BWA
Introduction
BWA is widely used aligner for mapping short reads to a reference genome. It works for both eukaryotes and prokaryotes, and is still one of the standard tools for genomics workflows.
Requirements
BWA is available as a module on NCSA servers.
Load the module:
module load bwa
Notes on Resource Allocation
Depending on the genomics project, there might be some performance differences worth pointing out:
- Eukaryotes:
Eukaryote genomes are usually bigger and therefore it might take longer and need more memory.
BWA is not splicing-aware.
Indexing (with bwa index) might take a while in large genomes
- Prokaryotes:
Prokaryote genomes are relatively smaller and usually do not require much memory
Usage
Below is a basic code snippet that could be used to create the SLURM batch script to run BWA (e.g., bwa mem) alignment for paired-end reads. This is a conventional use case for a project that aims to discover genome variants.
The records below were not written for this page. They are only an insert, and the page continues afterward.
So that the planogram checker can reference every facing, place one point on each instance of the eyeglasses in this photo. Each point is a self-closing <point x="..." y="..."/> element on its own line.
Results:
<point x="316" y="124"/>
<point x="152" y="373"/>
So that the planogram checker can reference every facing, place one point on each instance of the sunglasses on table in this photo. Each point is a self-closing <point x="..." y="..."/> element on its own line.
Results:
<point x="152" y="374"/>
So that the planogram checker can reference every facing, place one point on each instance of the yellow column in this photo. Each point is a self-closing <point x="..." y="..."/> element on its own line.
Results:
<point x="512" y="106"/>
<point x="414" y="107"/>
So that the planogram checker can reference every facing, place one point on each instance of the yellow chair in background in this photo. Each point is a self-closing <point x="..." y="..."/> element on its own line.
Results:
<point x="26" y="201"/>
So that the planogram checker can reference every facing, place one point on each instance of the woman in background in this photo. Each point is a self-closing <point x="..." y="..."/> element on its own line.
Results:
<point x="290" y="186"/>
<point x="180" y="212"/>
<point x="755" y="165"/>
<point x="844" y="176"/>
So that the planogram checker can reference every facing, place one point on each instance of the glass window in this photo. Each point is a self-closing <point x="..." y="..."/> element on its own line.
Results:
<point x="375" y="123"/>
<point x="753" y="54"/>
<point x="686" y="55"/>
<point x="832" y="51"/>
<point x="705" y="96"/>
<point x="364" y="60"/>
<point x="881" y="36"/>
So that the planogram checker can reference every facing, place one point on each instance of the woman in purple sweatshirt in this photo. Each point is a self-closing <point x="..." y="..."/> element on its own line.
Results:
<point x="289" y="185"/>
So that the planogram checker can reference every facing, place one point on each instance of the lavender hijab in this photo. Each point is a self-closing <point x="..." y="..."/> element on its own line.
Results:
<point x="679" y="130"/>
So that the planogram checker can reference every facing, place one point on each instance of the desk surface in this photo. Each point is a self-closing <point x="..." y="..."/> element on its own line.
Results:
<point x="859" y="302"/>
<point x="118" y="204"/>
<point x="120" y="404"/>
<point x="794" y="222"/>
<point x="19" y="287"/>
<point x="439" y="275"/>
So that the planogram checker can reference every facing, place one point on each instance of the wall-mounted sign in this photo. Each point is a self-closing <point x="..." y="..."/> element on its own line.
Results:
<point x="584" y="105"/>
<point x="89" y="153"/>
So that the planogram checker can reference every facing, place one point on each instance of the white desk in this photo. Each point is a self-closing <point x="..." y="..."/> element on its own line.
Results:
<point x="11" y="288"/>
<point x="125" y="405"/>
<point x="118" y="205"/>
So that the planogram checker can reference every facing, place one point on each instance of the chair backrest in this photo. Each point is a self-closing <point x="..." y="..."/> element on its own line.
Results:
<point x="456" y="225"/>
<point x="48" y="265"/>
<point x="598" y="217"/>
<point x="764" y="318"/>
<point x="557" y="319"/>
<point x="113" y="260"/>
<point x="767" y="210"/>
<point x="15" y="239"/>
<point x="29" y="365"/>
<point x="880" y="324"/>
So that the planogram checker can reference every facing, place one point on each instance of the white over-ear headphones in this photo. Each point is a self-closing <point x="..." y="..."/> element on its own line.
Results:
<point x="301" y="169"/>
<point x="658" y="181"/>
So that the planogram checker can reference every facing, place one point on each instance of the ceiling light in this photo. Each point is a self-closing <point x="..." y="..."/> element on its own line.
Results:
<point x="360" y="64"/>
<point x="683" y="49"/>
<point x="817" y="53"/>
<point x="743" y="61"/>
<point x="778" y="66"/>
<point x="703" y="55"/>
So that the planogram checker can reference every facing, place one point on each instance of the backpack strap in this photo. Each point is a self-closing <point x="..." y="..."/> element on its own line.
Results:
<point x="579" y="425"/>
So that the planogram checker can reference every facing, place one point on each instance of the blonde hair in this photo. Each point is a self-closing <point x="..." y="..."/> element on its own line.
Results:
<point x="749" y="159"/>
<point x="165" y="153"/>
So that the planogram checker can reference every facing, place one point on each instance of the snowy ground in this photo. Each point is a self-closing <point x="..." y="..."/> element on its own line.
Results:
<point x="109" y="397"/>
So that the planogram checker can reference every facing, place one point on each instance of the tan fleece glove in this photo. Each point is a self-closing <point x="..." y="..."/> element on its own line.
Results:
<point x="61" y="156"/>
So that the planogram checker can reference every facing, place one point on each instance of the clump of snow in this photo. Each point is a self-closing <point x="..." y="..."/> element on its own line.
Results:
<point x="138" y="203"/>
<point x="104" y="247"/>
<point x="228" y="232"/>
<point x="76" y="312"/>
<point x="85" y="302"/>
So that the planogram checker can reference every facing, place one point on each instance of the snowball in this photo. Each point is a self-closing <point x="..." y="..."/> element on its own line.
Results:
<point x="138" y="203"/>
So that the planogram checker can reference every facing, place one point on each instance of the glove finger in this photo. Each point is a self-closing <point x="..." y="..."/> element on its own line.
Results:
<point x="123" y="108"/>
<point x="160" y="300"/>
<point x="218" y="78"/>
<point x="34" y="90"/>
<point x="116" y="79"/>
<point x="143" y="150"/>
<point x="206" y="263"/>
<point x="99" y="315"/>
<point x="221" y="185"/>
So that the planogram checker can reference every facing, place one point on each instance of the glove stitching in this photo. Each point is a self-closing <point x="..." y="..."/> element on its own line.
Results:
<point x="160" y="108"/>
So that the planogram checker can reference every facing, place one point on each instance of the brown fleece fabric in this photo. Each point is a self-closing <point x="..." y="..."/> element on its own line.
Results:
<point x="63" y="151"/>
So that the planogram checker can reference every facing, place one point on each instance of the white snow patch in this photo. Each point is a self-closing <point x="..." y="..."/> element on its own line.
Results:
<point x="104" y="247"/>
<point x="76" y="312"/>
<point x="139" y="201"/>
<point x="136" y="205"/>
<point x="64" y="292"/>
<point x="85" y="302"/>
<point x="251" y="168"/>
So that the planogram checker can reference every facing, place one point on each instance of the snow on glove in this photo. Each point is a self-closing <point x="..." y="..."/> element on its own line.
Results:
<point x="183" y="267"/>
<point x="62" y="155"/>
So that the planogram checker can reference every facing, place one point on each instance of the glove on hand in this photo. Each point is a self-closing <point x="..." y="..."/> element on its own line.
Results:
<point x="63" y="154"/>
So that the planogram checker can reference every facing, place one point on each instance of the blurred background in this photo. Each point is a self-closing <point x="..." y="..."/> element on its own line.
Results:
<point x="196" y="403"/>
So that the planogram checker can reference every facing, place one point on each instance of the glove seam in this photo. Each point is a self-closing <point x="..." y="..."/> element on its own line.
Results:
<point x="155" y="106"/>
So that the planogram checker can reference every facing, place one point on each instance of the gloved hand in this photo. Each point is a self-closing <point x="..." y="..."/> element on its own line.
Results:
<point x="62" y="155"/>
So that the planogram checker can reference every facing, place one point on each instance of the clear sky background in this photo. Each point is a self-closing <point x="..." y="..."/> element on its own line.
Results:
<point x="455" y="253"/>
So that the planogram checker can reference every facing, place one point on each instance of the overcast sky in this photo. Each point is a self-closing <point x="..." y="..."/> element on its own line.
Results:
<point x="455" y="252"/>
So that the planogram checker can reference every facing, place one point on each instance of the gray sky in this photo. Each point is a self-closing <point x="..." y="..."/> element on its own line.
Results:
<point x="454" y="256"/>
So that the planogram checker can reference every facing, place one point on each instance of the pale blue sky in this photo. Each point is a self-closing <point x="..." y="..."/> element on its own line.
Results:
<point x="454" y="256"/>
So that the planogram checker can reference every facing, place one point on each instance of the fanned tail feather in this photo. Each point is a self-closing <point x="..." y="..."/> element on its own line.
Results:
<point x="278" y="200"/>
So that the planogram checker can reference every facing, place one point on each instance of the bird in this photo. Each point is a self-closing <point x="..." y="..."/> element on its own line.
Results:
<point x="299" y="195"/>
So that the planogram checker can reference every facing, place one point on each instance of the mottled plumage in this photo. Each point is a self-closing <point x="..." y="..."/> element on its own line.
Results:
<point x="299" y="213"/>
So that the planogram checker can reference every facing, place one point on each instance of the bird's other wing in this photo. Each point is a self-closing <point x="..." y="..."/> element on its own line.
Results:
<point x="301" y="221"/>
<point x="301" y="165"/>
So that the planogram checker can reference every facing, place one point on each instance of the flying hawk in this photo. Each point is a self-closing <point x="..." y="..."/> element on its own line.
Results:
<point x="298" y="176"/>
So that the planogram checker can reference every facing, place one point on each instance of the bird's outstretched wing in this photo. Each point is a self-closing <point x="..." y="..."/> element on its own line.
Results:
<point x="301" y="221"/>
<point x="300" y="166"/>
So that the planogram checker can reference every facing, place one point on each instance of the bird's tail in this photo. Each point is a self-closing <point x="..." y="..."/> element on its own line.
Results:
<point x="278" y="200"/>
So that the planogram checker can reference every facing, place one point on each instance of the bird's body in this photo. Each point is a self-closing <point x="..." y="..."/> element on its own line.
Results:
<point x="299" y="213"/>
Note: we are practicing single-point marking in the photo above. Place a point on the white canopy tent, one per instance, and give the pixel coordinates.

# Path to Working Directory
myWorkDir="/path/to/my/working/directory"
cd $myWorkDir
# Declare the reference genome for convenience
REF="$myWorkDir/ref/ref.fasta"
# Index the reference genome
## Notes:
## Usually we perform the reference indexing just once per project
## Adding reference to a variable (ie $REF) is just a convenience -- it is not a necessary step so the reference could be referenced directly in the code.
bwa index $REF
# Declare the FASTQ files
## Notes:
## These files could be supplied in a loop to increase the performance
## However, the required resources should match with the number of files used for the alignment
R1="$myWorkDir/samples/sample1_R1.fastq.gz"
R2="$myWorkDir/samples/sample1_R2.fastq.gz"
## Name of the alignment output for the sample (sam file)
OUT="$myWorkDir/sample1.sam"
## -- Run BWA MEM to align reads
## -- Parallelize the job using the flag -t, matching the --cpus-per-task value.
bwa mem -t 8 $REF $R1 $R2 > $OUT
References
Li H. (2013). Aligning sequence reads, clone sequences and assembly contigs with BWA-MEM. arXiv:1303.3997.